Dr Wen-Hua Chen (IEEE Fellow) holds Professor in Autonomous Vehicles and the founding Director of Centre for Autonomous Systems in the Department of Aeronautical and Automotive Engineering at Loughborough University, UK. Prof. Chen has a considerable experience in control, signal processing and artificial intelligence and their applications in aerospace, automotive and agriculture systems. In the last 20 years, he has been working on the development and application of unmanned aircraft system and intelligent vehicle technologies, spanning autopilots, situational awareness, decision making, verification, remote sensing for precision agriculture and environment monitoring.
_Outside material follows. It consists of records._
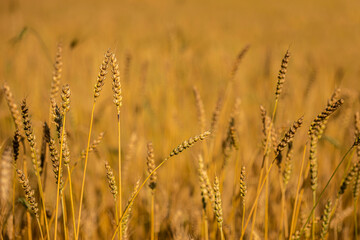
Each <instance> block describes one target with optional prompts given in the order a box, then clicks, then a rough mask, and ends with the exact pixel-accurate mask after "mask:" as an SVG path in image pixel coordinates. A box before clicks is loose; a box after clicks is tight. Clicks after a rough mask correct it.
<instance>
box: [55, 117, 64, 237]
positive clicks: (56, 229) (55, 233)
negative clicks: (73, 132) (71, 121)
mask: <svg viewBox="0 0 360 240" xmlns="http://www.w3.org/2000/svg"><path fill="white" fill-rule="evenodd" d="M65 124H66V115H65V114H64V115H63V125H62V130H61V139H60V157H59V158H60V159H59V166H58V168H59V169H58V179H57V191H56V207H55V231H54V240H56V238H57V220H58V211H59V201H60V199H59V198H60V196H59V194H60V182H61V180H60V179H61V164H62V155H63V154H62V150H63V145H64V134H65Z"/></svg>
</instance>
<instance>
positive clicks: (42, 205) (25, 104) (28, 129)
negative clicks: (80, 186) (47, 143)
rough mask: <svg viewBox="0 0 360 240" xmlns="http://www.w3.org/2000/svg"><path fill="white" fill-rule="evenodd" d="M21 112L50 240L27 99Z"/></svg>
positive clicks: (46, 232)
mask: <svg viewBox="0 0 360 240" xmlns="http://www.w3.org/2000/svg"><path fill="white" fill-rule="evenodd" d="M21 111H22V117H23V125H24V131H25V135H26V137H27V140H28V142H29V145H30V151H31V160H32V163H33V166H34V169H35V175H36V177H37V182H38V186H39V193H40V198H41V202H42V208H43V215H44V221H45V228H46V234H47V238H48V239H50V231H49V226H48V221H47V216H46V207H45V197H44V191H43V187H42V183H41V176H40V166H39V162H38V158H37V150H36V143H35V136H34V132H33V127H32V124H31V121H30V117H29V109H28V107H27V104H26V100H25V99H24V100H23V102H22V104H21Z"/></svg>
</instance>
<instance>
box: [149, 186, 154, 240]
mask: <svg viewBox="0 0 360 240" xmlns="http://www.w3.org/2000/svg"><path fill="white" fill-rule="evenodd" d="M154 203H155V191H154V190H152V191H151V232H150V234H151V236H150V239H151V240H154V239H155V209H154Z"/></svg>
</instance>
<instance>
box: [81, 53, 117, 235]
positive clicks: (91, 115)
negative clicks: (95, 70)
mask: <svg viewBox="0 0 360 240" xmlns="http://www.w3.org/2000/svg"><path fill="white" fill-rule="evenodd" d="M110 56H111V52H110V50H108V51H107V52H106V54H105V59H104V61H103V63H102V65H101V67H100V72H99V74H98V77H97V81H96V84H95V86H94V101H93V104H92V110H91V117H90V127H89V136H88V142H87V147H86V153H85V163H84V173H83V179H82V184H81V193H80V203H79V215H78V225H77V230H76V234H75V235H76V237H75V239H76V240H77V239H79V234H80V223H81V209H82V202H83V198H84V188H85V180H86V169H87V163H88V158H89V148H90V140H91V131H92V126H93V121H94V112H95V105H96V100H97V98H98V97H99V96H100V92H101V89H102V87H103V86H104V80H105V75H106V73H107V71H106V70H107V68H108V63H109V60H110Z"/></svg>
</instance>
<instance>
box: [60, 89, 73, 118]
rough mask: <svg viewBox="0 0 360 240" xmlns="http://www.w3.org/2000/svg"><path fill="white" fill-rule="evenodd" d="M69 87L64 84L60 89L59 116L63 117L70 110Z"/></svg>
mask: <svg viewBox="0 0 360 240" xmlns="http://www.w3.org/2000/svg"><path fill="white" fill-rule="evenodd" d="M70 95H71V92H70V86H69V84H65V85H64V86H63V88H62V93H61V99H62V104H61V107H62V111H61V114H62V115H65V114H66V113H67V112H68V111H69V110H70Z"/></svg>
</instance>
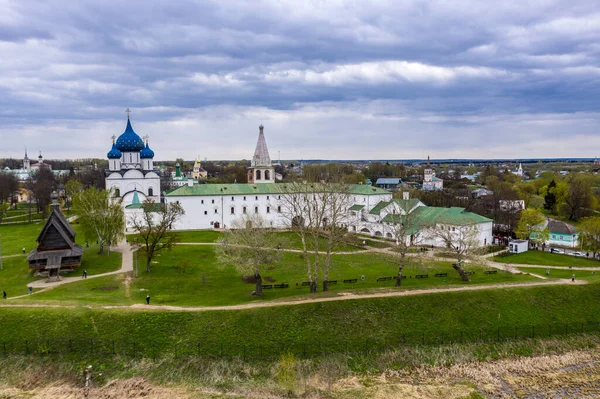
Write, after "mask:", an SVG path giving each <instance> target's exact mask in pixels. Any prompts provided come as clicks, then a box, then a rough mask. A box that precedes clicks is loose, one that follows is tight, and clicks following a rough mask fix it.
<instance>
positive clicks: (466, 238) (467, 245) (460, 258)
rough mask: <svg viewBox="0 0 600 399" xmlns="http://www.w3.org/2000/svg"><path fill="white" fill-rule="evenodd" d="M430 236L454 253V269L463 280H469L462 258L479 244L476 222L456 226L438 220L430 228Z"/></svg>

He is a Chartered Engineer, and a Fellow of IEEE, the Institution of Mechanical Engineers and the Institution of Engineering and Technology, UK.  Prof Chen currently holds a 5-years Established Career Fellowship of the UK Engineering and Physical Sciences Research Council (EPSRC) in developing AI enabled control systems for robotics and autonomous systems.

 

Abstract: Model Predictive Control (MPC) provides a promising mechanism to realise numerical optimal solutions online to achieve best possible performance. It is becoming the most widely used advanced control technology. With its penetration from the traditional chemical process into systems with fast dynamics such as power electronics and motor drivers, real time implementation attracts significant attention since online optimisation has to be conducted in MPC. This talk introduces fast MPC for nonlinear systems with fast dynamics. It shows that, by using Taylor series expansion, it is possible to develop an analytic solution of nonlinear MPC where online optimisation is not required, which can be implemented on any systems with fast dynamics easily. This group of nonlinear MPC algorithms has a number of promising properties. First, its stability could be easily established.  More interestingly, its performance such as overshoot and transient period could be directly specified. By combining the analytic nonlinear MPC with a nonlinear disturbance observer, we show that a nonlinear predictive PID could be derived where, in addition to conventional nonlinear PID terms, there is an extra term based on prediction of system behaviour described by the nonlinear model.